Further, it ties into the work we've been doing on creating FatalReason. Individual types with failable initializers could extend prebuilt errors, allowing the rhs to be .unconstructableURL or .missingImageAsset, with autocompletion support.

This is focused on solving one real world problem rather than a full class of theoretical ones. It offers a narrowly focused utility with limited impact and measurable benefit.

The !! operator is so naturally related to ?? that it has a significantly lower cost to both recall and recognition than a completely novel operator. Just because new operators are usually the wrong answer does not mean they are always the wrong answer.

And even though I think Optional<Wrapped> ?? () -> Never is a slightly inferior design, I'd much rather have that than allow the language walk away from this common problem space.


(Dave DeLong) #173

Erica addressed your other points, but I'd like to think about this momentarily on a thread tangent.

I actually think that all operators should just be sugar for underlying method calls. I like this from a symmetry and completeness point-of-view, and I also like it because it would establish a baseline for what would be required in order to add a new operator (it has to be sugar for a commonly-used method).

This thread isn't the place to discuss this, but on the whole I would also love to see:

public extension Optional {
    public func unwrap(_ because: @autoclosure (() → String)? = nil, file: StaticString = #file, line: Uint = #line) → Wrapped {
        if let value = self { return value }
        let message = because?() ?? "Unexpected found nil value when unwrapping value of type \(Wrapped.self)"
        fatalError(message, file: file, line: line)
    }
}

(Paul Cantrell) #174

Same here.

I very much like the spirit of this idea. I particularly like that it could cover several failures within a single expression.

I’d want the actual syntax & naming to favor readability a bit more: less noise, minimized boilerplate, clarity about how the message should be phrased, etc.

This is an excellent question, and I suspect the answer varies quite a bit between different programming domains. If we are going to do another design round on this problem, as seems likely, I'd want to assemble a nice set of concrete, real-world examples taken from a variety of kinds of project (iOS, server side, system tool, C interop, etc.) before finalizing and reviewing the design.


(Jacob Williams) #175

I see a lot of people mentioning any sort of Cocoa interaction as a valid and frequent reason for force unwraps, but I'd also like to point out that using C APIs can also lead to potential force unwraps.

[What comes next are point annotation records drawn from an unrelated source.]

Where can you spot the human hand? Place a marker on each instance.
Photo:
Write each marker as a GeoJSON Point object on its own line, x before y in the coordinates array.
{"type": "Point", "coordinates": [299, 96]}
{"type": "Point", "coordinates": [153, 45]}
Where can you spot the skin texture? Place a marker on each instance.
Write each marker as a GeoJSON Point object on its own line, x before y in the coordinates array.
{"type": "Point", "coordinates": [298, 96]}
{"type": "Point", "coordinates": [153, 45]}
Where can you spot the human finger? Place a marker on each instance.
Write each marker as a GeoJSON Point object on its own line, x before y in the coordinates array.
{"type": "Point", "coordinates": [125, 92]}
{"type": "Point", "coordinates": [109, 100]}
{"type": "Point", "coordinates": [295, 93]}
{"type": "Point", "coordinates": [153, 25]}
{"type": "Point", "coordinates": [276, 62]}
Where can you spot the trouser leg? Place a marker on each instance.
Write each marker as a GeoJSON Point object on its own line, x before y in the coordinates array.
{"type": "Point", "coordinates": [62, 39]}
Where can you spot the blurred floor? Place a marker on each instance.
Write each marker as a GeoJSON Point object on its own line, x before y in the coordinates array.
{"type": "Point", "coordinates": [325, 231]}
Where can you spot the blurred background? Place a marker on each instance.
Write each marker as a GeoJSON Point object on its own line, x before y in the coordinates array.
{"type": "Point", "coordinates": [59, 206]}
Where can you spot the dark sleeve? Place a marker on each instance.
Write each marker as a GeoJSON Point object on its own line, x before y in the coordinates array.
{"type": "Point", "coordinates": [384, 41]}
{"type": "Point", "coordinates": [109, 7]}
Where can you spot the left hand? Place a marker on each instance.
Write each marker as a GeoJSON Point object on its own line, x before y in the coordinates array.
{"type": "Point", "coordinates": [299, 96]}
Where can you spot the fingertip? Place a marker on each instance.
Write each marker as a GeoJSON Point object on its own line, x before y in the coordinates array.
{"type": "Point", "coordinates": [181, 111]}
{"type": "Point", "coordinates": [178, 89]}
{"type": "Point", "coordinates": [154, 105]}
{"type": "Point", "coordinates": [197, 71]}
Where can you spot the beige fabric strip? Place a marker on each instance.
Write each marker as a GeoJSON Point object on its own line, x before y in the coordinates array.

In a path library I'm working on, I try to make things as "safe" as possible before calling into C APIs, some of which may return NULL pointers. In several instances, I can eliminate any possible reason for the C APIs to return a NULL pointer (ie: the only C API requirement is for the path to be less than PATH_MAX), and so I use either a force unwrap or a guard let x = x else { fatalError("...") }.

There are plenty of APIs across C, Foundation, Cocoa, etc that return optionals, but that developers can relatively safely presume will not return nil and if they do return nil then a fatalError is the only appropriate solution.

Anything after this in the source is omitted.